Um mar feminista pode ser entendido como um mar que reivindica um outro símbolo fálico, em nada falocêntrico, para fecundar o imaginário, como a imagem da concha, por exemplo, uma imagem muito antiga que aparece em um dos poemas, “A natureza em forma de concha/ é fálica”, coincidindo com o que Ursula K. Le Guin nos diz, em seu ensaio “A teoria da bolsa de ficção”, dos anos oitenta, e só recentemente traduzindo para o português: “Uma folha uma cabaça uma concha uma rede uma mochila uma sacola uma cesta uma garrafa um pote uma caixa um frasco. Um container. Um recipiente.”, todas essas são imagens que conversam entre si, em continguidade, e que Ursula elenca em seu texto, dialogando com Elizabeth Fisher, ao pensar sobre os instrumentos que estão ligados à História da Humanidade, tentando desconstruir os instrumentos falocêntricos do Herói , que foram usados para validar uma história masculina, já que, para elas, “o primeiro aparato cultural foi provavelmente um recipiente…”, em se tratando de humanes coletores.
Esse mar da poeta também remexe a diásporas em questões históricas muito profundas, como a problemática da raça, ligada à formação identitária do Brasil e à invenção do racismo, mas, em seu livro, essas questões também aparecem trabalhadas envolvendo pautas mais amplas, como as de classe e de gênero, numa tentativa de desconstruir e destituir o patriarcado; então, ao decidir escrever abrindo o lugar, não foi para repetir os clichês da história, como reafirmar o cartão-postal da cidade ou falar sobre o bairro da antiga Vila dos Pescadores em seus 391 anos etc., mas para perspectivar e tensionar questões que estão subentendidas na paisagem, disputando espaço e visibilidade, disputando narrativas, foi para inscrever outros pontos de vistas e outras corpografias, jogando com noções geográficas e reinscrevendo a margem da cidade na paisagem: “O pôr do sol / pertence / à Zona Norte”.

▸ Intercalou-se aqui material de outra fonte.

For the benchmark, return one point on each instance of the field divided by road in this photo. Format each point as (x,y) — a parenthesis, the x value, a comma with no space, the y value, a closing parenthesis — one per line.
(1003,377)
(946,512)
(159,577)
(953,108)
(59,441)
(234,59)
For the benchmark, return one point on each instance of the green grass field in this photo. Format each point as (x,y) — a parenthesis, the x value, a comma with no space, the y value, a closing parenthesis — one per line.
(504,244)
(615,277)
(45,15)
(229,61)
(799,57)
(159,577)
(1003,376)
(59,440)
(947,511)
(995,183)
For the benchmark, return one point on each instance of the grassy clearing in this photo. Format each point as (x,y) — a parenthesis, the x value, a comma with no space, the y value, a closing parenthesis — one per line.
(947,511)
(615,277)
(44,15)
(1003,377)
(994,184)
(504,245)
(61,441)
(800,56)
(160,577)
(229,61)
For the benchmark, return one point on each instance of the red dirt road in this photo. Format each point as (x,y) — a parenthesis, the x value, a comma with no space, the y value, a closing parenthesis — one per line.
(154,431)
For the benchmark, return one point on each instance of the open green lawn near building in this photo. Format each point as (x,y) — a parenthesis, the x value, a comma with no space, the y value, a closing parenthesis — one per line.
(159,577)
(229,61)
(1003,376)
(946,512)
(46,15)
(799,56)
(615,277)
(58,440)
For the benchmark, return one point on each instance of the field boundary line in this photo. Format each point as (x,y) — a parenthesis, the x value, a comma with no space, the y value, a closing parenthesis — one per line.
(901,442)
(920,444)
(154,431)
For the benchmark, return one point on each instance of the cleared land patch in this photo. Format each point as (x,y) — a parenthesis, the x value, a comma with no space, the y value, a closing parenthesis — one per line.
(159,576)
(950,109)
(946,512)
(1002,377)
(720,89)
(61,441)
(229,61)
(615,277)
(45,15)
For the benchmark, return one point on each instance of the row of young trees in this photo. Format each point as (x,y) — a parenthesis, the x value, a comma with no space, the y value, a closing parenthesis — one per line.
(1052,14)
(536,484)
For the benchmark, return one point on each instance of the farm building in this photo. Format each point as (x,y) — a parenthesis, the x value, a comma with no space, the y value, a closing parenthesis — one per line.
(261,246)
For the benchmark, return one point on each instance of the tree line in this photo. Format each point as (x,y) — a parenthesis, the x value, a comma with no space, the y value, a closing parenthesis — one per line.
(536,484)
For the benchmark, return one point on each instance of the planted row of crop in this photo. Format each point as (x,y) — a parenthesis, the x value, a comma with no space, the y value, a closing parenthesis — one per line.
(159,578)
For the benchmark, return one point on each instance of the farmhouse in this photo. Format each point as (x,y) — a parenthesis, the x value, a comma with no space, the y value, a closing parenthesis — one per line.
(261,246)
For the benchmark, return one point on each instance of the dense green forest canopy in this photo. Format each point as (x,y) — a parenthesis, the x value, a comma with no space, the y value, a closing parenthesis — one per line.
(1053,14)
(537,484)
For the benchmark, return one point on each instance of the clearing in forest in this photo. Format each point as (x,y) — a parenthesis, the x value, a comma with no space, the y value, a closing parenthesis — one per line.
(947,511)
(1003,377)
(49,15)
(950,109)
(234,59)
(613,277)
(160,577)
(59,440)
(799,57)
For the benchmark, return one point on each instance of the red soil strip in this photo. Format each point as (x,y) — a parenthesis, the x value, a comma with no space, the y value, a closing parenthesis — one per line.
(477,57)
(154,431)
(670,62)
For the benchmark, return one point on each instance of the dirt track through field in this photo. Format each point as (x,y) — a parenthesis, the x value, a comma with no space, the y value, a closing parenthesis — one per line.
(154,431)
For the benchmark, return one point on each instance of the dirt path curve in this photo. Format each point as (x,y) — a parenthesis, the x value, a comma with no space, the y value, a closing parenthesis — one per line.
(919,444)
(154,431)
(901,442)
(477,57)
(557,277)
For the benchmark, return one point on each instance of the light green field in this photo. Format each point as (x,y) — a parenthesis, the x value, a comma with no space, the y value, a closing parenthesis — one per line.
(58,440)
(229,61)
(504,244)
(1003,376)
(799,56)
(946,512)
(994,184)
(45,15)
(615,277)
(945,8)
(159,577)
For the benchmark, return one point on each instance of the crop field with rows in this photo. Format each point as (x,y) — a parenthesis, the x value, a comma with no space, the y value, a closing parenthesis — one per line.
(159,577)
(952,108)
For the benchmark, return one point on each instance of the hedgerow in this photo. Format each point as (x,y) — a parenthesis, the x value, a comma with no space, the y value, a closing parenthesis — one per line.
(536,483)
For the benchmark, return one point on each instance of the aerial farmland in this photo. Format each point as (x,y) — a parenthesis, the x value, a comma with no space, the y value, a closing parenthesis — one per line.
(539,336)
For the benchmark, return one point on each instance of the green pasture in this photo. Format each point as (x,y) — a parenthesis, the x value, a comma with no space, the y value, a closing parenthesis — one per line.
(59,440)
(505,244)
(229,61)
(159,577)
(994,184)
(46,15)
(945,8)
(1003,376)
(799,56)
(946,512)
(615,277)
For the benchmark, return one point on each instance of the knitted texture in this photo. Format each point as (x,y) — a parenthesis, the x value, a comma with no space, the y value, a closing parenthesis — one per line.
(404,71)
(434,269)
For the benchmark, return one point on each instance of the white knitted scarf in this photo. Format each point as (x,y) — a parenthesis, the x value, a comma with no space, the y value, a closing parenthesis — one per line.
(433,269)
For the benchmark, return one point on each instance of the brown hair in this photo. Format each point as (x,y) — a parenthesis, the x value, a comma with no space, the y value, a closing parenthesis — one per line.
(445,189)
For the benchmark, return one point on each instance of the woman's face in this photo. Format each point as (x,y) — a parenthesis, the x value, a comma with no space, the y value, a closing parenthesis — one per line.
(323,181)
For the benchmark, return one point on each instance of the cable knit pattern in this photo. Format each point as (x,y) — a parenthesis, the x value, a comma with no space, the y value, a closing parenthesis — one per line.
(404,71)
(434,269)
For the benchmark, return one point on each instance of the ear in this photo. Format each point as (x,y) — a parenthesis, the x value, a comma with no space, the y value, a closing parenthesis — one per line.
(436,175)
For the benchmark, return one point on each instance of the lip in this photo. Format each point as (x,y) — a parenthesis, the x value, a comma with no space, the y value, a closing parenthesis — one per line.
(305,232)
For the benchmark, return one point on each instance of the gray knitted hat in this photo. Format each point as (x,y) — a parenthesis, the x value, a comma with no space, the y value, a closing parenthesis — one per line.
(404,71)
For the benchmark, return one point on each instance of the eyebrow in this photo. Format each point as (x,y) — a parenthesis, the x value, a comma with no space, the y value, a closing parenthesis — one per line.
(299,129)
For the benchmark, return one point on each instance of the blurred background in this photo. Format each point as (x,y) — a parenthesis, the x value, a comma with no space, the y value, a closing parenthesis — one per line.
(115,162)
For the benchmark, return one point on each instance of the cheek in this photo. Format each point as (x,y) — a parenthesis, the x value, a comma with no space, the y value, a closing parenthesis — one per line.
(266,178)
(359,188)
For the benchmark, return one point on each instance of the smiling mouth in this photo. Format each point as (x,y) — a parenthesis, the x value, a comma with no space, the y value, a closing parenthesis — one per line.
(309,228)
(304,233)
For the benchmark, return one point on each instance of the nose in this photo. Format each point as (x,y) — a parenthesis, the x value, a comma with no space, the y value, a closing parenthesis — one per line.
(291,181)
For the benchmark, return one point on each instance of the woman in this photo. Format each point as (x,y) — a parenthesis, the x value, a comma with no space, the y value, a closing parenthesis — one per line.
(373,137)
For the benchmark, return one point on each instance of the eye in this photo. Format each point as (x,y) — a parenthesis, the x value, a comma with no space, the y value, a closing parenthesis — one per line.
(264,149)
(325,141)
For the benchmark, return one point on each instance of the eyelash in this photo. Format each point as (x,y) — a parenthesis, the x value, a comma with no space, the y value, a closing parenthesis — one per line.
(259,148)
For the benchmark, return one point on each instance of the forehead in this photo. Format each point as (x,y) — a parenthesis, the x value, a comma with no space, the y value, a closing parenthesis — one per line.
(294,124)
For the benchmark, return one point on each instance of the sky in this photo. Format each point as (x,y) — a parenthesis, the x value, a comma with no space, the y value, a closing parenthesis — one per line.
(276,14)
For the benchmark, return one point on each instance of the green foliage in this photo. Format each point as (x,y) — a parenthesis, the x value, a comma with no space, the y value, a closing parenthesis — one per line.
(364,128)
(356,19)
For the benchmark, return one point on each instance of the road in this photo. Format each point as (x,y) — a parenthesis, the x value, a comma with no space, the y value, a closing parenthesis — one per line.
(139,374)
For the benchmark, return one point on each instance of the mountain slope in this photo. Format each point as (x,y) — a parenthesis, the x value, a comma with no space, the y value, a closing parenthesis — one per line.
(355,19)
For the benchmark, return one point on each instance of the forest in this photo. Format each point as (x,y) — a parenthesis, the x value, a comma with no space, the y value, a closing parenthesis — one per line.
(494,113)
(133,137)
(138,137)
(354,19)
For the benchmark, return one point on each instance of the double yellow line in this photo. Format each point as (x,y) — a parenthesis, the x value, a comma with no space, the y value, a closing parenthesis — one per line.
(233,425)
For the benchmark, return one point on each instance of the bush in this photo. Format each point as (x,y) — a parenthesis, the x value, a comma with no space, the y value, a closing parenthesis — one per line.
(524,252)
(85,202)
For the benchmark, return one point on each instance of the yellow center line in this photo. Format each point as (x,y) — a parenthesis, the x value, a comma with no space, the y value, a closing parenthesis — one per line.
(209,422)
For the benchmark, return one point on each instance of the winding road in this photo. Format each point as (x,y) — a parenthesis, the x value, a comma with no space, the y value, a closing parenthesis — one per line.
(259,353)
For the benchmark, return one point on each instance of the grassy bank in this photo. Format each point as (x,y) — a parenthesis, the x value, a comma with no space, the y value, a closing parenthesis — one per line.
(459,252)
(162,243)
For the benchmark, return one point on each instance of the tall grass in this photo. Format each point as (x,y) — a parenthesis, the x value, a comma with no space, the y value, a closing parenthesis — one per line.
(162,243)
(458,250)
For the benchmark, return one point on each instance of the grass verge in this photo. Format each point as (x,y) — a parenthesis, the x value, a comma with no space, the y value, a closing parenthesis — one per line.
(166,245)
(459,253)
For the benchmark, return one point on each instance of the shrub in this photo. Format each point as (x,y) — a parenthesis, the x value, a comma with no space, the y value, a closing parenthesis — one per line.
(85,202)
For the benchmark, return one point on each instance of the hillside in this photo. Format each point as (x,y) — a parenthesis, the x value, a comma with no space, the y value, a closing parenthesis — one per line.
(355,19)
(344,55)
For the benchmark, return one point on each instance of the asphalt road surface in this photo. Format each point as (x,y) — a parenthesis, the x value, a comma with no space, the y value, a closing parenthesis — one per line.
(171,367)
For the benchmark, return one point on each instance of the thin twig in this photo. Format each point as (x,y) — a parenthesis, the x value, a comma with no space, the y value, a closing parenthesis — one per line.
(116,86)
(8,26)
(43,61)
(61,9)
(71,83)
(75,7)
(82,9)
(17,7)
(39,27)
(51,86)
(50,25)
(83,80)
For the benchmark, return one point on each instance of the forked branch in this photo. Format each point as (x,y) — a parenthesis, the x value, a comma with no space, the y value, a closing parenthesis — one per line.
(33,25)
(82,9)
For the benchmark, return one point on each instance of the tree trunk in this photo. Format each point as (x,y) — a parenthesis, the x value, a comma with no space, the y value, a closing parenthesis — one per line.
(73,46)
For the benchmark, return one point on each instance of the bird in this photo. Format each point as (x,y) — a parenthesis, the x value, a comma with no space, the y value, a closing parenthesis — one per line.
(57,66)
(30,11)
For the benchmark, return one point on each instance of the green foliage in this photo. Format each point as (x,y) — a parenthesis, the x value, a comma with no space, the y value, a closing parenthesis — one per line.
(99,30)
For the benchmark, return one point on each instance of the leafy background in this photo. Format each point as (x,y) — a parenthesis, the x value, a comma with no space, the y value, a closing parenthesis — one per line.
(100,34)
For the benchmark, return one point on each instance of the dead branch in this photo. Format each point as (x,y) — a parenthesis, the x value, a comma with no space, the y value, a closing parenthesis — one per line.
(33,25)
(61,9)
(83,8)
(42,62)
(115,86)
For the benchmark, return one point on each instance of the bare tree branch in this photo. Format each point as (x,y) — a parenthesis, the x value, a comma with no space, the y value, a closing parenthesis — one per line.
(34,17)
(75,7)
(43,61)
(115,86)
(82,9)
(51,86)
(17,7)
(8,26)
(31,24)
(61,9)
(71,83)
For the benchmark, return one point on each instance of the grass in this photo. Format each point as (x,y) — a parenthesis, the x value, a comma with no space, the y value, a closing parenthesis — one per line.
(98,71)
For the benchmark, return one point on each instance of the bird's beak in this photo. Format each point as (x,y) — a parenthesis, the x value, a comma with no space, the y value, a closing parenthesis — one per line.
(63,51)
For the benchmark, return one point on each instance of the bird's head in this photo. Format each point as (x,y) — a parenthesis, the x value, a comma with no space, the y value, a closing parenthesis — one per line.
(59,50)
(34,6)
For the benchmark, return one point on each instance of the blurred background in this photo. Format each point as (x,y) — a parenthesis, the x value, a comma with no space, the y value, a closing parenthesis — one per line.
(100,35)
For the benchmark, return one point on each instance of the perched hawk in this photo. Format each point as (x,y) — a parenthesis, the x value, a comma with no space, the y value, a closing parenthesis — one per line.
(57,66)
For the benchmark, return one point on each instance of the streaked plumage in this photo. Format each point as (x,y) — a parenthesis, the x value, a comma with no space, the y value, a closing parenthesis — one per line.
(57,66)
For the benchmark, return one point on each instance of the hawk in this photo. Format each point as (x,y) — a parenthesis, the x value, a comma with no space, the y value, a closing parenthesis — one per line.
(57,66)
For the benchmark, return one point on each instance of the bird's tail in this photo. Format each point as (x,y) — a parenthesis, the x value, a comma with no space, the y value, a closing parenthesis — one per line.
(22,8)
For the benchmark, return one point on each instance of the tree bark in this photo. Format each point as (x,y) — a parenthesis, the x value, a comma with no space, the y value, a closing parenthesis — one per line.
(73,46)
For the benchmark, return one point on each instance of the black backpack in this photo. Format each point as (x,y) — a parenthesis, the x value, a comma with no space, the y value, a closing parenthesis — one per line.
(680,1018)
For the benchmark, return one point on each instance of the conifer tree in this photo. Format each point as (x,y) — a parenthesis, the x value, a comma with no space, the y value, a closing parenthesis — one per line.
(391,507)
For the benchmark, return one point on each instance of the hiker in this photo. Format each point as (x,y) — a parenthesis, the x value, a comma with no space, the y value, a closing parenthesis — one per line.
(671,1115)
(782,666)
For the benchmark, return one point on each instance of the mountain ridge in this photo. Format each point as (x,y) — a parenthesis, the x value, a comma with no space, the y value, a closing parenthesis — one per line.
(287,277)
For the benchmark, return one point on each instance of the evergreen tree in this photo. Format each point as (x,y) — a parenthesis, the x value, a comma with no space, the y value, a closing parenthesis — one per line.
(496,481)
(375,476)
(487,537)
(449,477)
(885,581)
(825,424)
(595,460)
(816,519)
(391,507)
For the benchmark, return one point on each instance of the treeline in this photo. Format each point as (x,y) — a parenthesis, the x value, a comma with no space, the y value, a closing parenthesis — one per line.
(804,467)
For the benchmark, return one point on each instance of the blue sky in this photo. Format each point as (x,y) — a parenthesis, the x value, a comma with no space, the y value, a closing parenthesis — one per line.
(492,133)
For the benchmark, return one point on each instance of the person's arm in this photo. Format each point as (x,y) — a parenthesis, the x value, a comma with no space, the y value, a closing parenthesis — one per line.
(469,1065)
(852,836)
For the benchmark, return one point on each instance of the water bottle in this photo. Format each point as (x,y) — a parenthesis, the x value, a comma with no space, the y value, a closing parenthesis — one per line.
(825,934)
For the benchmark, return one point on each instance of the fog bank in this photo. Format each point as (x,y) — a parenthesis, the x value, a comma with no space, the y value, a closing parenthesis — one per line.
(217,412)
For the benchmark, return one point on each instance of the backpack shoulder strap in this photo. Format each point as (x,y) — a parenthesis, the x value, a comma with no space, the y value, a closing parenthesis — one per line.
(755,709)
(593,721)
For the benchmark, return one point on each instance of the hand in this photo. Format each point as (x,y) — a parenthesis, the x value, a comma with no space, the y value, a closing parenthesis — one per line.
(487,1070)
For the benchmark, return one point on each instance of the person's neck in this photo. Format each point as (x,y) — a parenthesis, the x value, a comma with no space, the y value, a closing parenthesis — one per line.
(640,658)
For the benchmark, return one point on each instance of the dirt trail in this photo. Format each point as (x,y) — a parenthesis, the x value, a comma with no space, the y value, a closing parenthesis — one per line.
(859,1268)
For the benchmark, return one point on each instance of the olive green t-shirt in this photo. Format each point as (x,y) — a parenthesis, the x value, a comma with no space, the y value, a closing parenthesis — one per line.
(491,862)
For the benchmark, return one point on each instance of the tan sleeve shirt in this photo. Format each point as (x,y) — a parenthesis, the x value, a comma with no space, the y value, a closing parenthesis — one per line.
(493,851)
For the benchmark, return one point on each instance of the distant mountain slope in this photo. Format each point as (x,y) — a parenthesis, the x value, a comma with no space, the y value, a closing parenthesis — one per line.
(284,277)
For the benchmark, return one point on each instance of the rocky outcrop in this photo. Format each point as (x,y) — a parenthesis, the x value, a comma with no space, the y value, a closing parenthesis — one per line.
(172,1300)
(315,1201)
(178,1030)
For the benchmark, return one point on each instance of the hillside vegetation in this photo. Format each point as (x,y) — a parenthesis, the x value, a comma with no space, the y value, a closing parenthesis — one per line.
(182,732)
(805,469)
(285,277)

Esse poema, “O pôr do sol / pertence / à Zona Norte”, poderia estar pixado em algum muro da zona nobre da cidade, porque o poema vem, sim, reivindicar um território, funcionando como um atestado de pertencimento, inscrito na paisagem, com direito a aparecer na fotografia, já que também faz parte do território, e é forte ler esse poema assim, disposto sobre a areia, quando há todo um mito em torno do Padre Anchieta ter escrito um longo poema em latim para Maria nas areias da Praia de Iperoig (antigo nome de Ubatuba), Maria que tem mar dentro e que aparece no livro como “Lei Maria da Penha”;
_Desde o início, por mais que Ponta Negra nos evoque algo noturno, sensação reforçada, inclusive, por essa imagem do sol se pondo, anoitecendo, há uma fotografia extremamente solar que percorre todas as páginas do livro e sobre a qual os poemas se derramam em dança, mudando de lugar, de uma página a outra, ora no mar, ora na areia, como se se tratasse de um jogo de 7 erros, imprimindo uma diferença sutil de uma página a outra – eu mesma não sei se essa fotografia é dessa praia, Ponta Negra, ou de uma outra praia qualquer, genérica, sem ligações afetivas com a Tânia, já que achada no Google, e disponibilizada para ser usada, livre de direitos autorias, sobre ela, acidentalmente, o cursor do meu mouse imprime outro poema “grátis Foto profissional grátis de água, ao ar livre,/ areia Foto profissional”, como se fosse um app que pudesse descrever a paisagem, a seu modo, de um modo programado, mas o que mais me impressiona na fotografia, por ser um ponto de vista impossível para o olho humano que contempla o mar da praia, é a visão de drone, que disposta assim, perspectivada, embaralha o mar como se fosse céu, caindo sobre a terra, onde a ponta negra, não é a ponta de um iceberg, é, na verdade, tão grande quanto o maior continente do planeta Terra.